DALLAS (CN) – In a federal class action, Mexican investors in the Stanford Financial Group say British and Houston-based insurance brokers participated in Allen Stanford’s $7 billion Ponzi scheme. They sued Willis Group Holdings Ltd. of the United Kingdom and Bowen, Miclette & Britt. of Houston.
Stanford has been charged with running the scheme by selling certificates of deposit from Stanford International Bank, an Antiguan offshore bank.
The investors in the latest case say the insurers “crossed a line from the role of insurance broker, to acting as sales agents for Stanford Financial” by writing letters validating Stanford Financial investments that could be used to recruit new clients. The class claims Willis in particular put its internationally known name behind Stanford Financial and the Stanford bank, lending it recognition and credibility.
“Defendants Willis and BMB had no reasonable basis to make the statements contained in the letters because they knew or should have known – and were therefore reckless in communicating information to the contrary – that SIB did not undergo ‘stringent’ annual Risk Management reviews, and that any reviews were not conducted by an ‘outside’ audit firm, but rather were conducted by a one man ‘mom and pop’ audit shop in Antigua that was dominated completely by Allen Stanford and Stanford Financial to the extent that it was not ‘outside’ or independent at all,” according to the complaint.

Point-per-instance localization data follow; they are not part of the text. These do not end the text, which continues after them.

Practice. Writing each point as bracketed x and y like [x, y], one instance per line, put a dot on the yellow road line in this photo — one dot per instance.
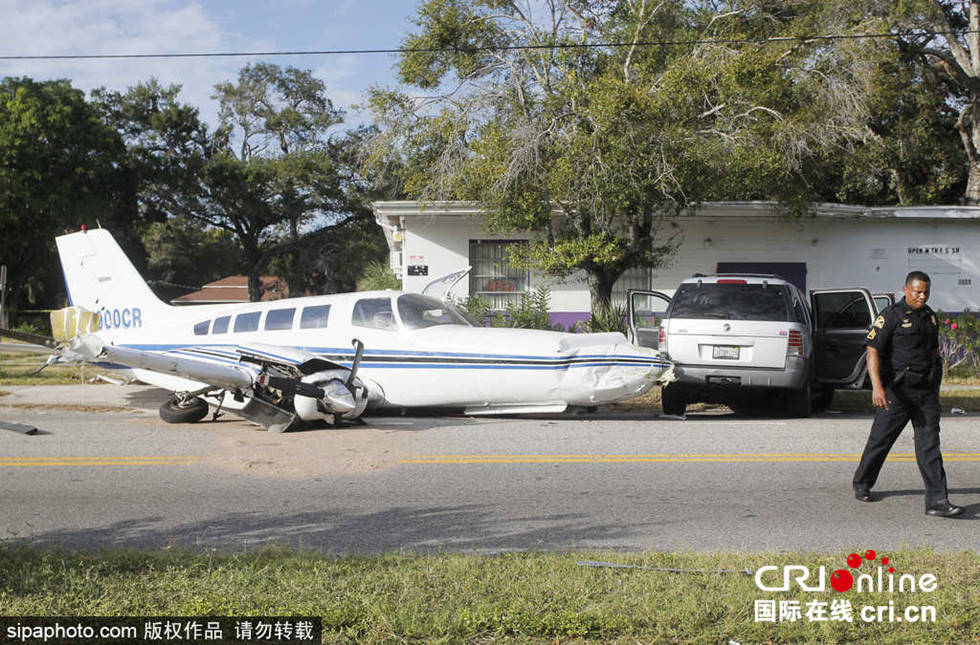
[34, 462]
[666, 458]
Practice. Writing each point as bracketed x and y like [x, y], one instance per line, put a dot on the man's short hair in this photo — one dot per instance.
[917, 275]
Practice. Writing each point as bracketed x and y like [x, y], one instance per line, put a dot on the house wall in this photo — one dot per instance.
[849, 247]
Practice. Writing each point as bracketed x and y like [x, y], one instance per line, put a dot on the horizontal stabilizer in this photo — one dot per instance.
[493, 409]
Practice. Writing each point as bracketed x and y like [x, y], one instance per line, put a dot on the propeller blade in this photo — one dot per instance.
[28, 337]
[358, 353]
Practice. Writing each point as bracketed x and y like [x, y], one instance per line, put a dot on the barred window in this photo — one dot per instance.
[493, 278]
[635, 278]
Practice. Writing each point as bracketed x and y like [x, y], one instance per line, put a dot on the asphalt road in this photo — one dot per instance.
[104, 471]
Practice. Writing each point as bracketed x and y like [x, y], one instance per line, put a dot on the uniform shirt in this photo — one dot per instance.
[905, 338]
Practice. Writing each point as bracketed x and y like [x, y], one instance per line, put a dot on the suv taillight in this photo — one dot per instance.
[794, 346]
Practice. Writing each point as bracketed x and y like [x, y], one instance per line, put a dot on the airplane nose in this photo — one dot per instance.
[629, 372]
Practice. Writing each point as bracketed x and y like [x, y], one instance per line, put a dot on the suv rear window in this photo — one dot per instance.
[731, 302]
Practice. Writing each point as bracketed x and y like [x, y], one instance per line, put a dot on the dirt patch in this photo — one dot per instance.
[244, 448]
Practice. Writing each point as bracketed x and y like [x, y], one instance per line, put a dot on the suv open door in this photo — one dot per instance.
[841, 320]
[645, 311]
[883, 300]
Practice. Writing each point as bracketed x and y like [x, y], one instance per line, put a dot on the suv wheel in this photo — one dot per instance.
[798, 402]
[672, 400]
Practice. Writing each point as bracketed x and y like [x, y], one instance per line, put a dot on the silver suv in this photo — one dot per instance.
[750, 340]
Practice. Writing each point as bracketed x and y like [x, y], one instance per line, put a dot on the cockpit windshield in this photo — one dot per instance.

The SEC sued Stanford Financial, Stanford, CFO James Davis and chief investment officer Laura Pendergast-Holt in February, and Stanford Financial was placed under the control of a court-appointed receiver. Federal criminal charges were brought against Stanford in June. He is in federal custody awaiting trial, which is set to begin on Aug. 25.
The plaintiffs in this case seek more than $1 billion in damages. They are represented by Edward Valdespino with Strasburger Price in San Antonio and Edward Snyder with Castillo Snyder in San Antonio.